There was good and bad news from both overseas and from our own shores. There were new projects from Peter Stutchbury and Andrew Maynard Architects, as well as some interesting product innovations and new apartment design models.
Here are the top 10 most read stories for January 2015.
Click on the title or images to be taken to the original story, and let us know which your favourites were - or what else we should have covered.
Dubai’s Nakheel Tower by Woods Bagot is the world’s tallest building never to be completed, says the Council on Tall Buildings and Urban Habitat. The council curated a list of 20 unbuilt skyscraper projects that began construction but were never finished. The Nakheel Tower, expected to reach 1,400 metres in height, was a clear winner on the CTBUH list but not necessarily the most interesting. Follow the link to see all the projects.

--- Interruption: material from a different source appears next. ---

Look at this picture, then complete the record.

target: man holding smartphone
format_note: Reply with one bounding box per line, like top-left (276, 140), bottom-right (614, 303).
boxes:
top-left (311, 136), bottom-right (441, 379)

The competition for the contract of a multi-billion dollar Brisbane Queen’s Wharf Integrated Resort Development in Queensland was narrowed to just two in December last year. The plans from Greenland Group and Crown Resorts, and the Destination Brisbane Consortium were both visionary. Click on the link to see the plans in detail.
The latest residential project from Andrew Maynard Architects takes the concept of open planned living to the extreme. The firm left “Cut Paw Paw” house deliberately unfinished so that it is almost impossible to distinguish the line between internal space and external space.

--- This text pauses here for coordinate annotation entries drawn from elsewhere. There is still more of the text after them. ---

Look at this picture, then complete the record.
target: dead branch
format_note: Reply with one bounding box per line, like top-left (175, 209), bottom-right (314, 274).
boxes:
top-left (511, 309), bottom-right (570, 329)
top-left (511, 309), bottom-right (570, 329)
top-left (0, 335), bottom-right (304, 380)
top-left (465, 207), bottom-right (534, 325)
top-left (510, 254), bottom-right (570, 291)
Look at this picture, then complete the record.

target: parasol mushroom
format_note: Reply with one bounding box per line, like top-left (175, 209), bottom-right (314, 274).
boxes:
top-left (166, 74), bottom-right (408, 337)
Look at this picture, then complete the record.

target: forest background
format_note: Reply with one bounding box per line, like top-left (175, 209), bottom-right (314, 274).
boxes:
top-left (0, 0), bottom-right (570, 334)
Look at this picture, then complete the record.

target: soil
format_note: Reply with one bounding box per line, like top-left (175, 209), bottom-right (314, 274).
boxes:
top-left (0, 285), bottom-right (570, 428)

Good news is always welcomed when returning from holidays, particularly as a new year begins. This is just what architects received when they returned to work from the 2014/15 summer break when job search engine SEEK released a report that showed the Design and Architecture industry had experienced significant employment growth in 2014.

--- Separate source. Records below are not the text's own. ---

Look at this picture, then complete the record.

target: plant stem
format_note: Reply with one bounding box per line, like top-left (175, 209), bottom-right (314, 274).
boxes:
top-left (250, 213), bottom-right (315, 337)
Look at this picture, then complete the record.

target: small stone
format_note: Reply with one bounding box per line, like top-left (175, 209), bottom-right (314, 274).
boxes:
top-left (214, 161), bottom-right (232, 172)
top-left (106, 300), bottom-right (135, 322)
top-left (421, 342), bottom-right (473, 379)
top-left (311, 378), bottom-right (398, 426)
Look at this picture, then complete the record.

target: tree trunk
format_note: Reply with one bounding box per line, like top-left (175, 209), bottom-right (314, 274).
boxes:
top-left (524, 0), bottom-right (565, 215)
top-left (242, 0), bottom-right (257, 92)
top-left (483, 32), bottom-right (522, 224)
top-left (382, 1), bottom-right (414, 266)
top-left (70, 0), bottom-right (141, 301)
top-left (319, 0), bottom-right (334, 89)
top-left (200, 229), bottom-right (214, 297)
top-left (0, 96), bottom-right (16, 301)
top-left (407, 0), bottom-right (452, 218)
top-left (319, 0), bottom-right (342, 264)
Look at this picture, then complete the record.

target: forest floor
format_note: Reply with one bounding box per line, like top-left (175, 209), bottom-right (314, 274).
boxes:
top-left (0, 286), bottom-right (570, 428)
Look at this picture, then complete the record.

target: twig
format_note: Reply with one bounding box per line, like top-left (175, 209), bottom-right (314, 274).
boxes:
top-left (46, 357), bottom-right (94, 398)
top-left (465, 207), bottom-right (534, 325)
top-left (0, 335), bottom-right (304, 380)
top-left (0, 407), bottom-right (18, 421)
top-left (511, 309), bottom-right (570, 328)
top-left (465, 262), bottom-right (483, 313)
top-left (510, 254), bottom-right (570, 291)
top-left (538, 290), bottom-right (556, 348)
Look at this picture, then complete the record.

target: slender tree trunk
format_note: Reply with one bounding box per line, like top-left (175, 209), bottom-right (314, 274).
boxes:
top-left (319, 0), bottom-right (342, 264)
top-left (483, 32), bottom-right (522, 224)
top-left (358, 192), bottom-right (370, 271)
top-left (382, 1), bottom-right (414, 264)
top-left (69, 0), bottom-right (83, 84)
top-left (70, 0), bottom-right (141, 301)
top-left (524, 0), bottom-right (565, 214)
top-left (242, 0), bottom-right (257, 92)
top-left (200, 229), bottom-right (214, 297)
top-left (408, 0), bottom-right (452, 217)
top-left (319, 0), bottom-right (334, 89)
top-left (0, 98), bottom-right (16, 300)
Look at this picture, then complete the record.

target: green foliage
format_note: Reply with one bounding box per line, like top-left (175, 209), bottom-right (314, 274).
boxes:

The competition to design Melbourne’s Flinders Street Station was won by Hassell and Herzog & de Meuron back in 2013 and everything was set for the extravagant redevelopment of the CBD station. But since the recent change of the Victorian state government, the proposed design—which would have featured a series of vaulted latticework arches to roof the station’s platforms and tracks—is likely to be dumped. Reader comments were interesting for this story.
‘Augmented’ and ‘reality’, put together in that order, are two words you’ve probably heard a lot of, and will continue hearing in the coming years. Commonly known as AR, augmented reality refers to technology that duplicate real-world environments while augmenting (rather than replacing) a user’s view of their physical surroundings with computer-generated sensory input, such as video, graphics, sound and even GPS data. While new to the design industry, the uptake of AR products has been swift. Our list covers the main players in the AR design and build industry.
No one was injured but when an 80 kilogram chunk of concrete fell off Zaha Hadid’s Library and Learning Center at the University of Economics and Business in Vienna, everyone was worried. Was Hadid to blame? Follow the link to find out more.
The Australian residential design sector began 2015 with a bang following news from the NSW Blue Mountains that a Peter Stutchbury Architecture project had reached completion. ‘Pirramimma’, Aboriginal for ‘under the moon and stars, is the latest from the Sydney-based firm that gave us the 2014 House of the Year, Invisible House, also located in the Blue Mountains.
Breathe Architecture, along with a number of architects from other studios, has plans for a new multi-residential block in Melbourne that could set the benchmark in new apartment style living for the country. The Nightingale, a 20-unit development that would sit across from the practice’s multi-award winning project The Commons, is designed to challenge the way Melbourne builds its apartments, and change the way its people perceive these buildings.
10. “Architect martyred, details sabotaged”: Jean Nouvel boycotts opening of own concert hall
“There were no acoustic tests of the concert hall. The schedule did not allow the architectural and technical requirements to be respected. This despite all the warnings which I have been giving since 2013,” said Jean Nouvel before he boycotted the opening of his €390 million Philharmonie de Paris.